Zheng Zhang received the M.S and Ph.D. degree from Harbin Institute of Technology (Shenzhen) in 2014 and 2018, respectively. Currently, he is a Postdoctoral Research Fellow in the University of Queensland. He has authored or co-authored over 20 technical papers published at prestigious international journals and conferences, including the IEEE TPAMI, IEEE TNNLS, IEEE TIP, PR and ECCV. He received the Best Paper Award from 2014 International Conference on Smart Computing. His current research interests include machine learning and computer vision.
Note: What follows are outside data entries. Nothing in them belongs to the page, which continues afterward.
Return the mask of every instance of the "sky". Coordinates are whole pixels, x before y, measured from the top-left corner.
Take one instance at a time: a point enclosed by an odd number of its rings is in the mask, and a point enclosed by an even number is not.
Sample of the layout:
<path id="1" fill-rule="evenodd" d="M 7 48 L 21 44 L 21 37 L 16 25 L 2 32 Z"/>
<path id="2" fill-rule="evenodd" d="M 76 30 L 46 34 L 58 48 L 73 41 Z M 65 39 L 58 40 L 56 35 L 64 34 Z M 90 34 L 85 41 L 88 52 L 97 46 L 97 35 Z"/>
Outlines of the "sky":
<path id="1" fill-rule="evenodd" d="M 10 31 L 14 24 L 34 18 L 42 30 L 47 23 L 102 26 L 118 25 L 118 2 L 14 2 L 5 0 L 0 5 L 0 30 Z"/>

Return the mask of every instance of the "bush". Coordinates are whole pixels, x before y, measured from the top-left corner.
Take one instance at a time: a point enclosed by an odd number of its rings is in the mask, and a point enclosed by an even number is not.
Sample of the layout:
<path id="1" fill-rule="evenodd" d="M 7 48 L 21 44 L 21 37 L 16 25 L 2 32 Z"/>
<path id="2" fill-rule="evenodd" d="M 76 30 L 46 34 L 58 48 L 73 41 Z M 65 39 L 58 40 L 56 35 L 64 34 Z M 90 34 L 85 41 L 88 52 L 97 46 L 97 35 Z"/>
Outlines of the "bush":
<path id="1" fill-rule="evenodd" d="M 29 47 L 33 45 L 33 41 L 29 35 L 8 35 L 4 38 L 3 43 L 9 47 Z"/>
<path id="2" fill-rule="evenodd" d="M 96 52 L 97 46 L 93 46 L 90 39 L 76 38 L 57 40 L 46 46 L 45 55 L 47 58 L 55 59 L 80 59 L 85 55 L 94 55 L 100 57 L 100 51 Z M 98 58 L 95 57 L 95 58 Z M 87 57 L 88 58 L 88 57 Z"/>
Meng Wang is a Professor in the Hefei University of Technology, China. He received the B.E. degree and Ph.D. degree in the Special Class for the Gifted Young and signal and information processing from the University of Science and Technology of China (USTC), Hefei, China, respectively. He previously worked as an associate researcher at Microsoft Research Asia, and then a core member in a startup in Bay area. After that, he worked as a senior research fellow in National University of Singapore. His current research interests include multimedia content analysis, search, mining, recommendation, and large-scale computing. He has authored 6 book chapters and over 100 journal and conference papers in these areas, including TMM, TNNLS, TCSVT, TIP, TOMCCAP, ACM MM, WWW, SIGIR, ICDM, etc. He received the paper awards from ACM MM 2009 (Best Paper Award), ACM MM 2010 (Best Paper Award), MMM 2010 (Best Paper Award), ICIMCS 2012 (Best Paper Award), ACM MM 2012 (Best Demo Award), ICDM 2014 (Best Student Paper Award), PCM 2015 (Best Paper Award), SIGIR 2015 (Best Paper Honorable Mention), IEEE TMM 2015 (Best Paper Honorable Mention), and IEEE TMM 2016 (Best Paper Honorable Mention). He is the recipient of ACM SIGMM Rising Star Award 2014. He is/has been an Associate Editor of IEEE Trans. on Knowledge and Data Engineering (TKDE), IEEE Trans. on Neural Networks and Learning Systems (TNNLS) and IEEE Trans. on Circuits and Systems for Video Technology (TCSVT).